Prospective Screening of Extracranial Systemic Arteriopathy in Young Adults with Moyamoya Disease

医学 内科学 心脏病学 烟雾病 糖尿病 优势比 狭窄 闭塞 相伴的 内分泌学
作者
Tae Keun Jee,Je Young Yeon,Sung Mok Kim,Oh Young Bang,Jong Soo Kim,Seung‐Chyul Hong
出处
期刊:Journal of the American Heart Association [Ovid Technologies (Wolters Kluwer)]
卷期号:9 (19) 被引量:20
标识
DOI:10.1161/jaha.120.016670
摘要

Background RNF213 is a major susceptibility gene for moyamoya disease (MMD), characterized by chronic progressive steno‐occlusion of the intracranial arteries. However, coincidental extracranial arteriopathy is sporadically described in a few cases and in children with MMD. Methods and Results This study prospectively enrolled 63 young adults (aged 20–49 years) without a known history of systemic vascular diseases who were confirmed to have definite (bilateral, n=54) or probable (unilateral, n=9) MMD, as per typical angiographic findings. Coronary and aorta computed tomography angiography was performed to characterize extracranial arteriopathy and investigate its correlation with clinical characteristics and MMD status, including the RNF213 p.Arg4810Lys variation (c.14429G>A, rs112735431). Altogether, 11 of 63 patients (17%) had significant (>50%) stenosis in the coronary (n=6), superior mesenteric (n=2), celiac (n=2), renal (n=1), and/or internal iliac artery (n=1). One patient showed both mesenteric and iliac artery stenosis.

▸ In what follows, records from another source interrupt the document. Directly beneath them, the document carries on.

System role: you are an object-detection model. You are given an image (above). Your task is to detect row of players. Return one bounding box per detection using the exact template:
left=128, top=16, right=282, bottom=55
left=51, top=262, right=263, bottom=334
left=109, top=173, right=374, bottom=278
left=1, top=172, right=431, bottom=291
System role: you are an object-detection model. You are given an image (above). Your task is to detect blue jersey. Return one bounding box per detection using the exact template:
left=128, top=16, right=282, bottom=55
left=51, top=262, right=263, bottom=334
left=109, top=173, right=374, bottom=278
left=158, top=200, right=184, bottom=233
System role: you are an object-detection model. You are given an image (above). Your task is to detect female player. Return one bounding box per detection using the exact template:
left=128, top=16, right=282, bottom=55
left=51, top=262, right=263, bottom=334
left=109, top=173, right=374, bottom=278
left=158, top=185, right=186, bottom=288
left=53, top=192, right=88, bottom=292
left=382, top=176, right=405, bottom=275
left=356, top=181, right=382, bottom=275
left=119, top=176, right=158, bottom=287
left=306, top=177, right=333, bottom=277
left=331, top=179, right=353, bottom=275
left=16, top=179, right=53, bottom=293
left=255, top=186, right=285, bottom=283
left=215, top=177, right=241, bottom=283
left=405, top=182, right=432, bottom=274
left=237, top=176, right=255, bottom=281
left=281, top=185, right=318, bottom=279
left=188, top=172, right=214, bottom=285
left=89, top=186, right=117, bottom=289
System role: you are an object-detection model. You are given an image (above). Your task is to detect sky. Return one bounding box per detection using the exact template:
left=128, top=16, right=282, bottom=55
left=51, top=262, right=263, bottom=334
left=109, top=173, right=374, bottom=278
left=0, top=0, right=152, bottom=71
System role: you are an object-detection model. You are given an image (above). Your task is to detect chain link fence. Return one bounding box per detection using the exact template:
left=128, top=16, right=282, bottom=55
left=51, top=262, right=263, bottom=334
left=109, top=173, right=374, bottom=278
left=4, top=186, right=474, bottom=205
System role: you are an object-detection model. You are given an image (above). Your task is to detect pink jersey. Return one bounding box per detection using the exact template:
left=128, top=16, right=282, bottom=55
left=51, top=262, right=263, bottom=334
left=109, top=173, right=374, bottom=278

Patients with extracranial arteriopathy were more likely to have diabetes mellitus and posterior cerebral artery involvement. Moreover, a higher prevalence of extracranial arteriopathy was observed in the presence of the RNF213 p.Arg4810Lys variant (67% in homozygotes). After controlling for diabetes mellitus and posterior cerebral artery involvement, the p.Arg4810Lys variant was independently associated with extracranial arteriopathy (additive model; P =0.035; adjusted odds ratio, 4.57; 95% CI, 1.11–27.20). Conclusions Young adults with MMD may have concomitant extracranial arteriopathy in various locations. Patients with RNF213 variants, especially the p.Arg4810Lys homozygous variant, should be screened for systemic arteriopathy.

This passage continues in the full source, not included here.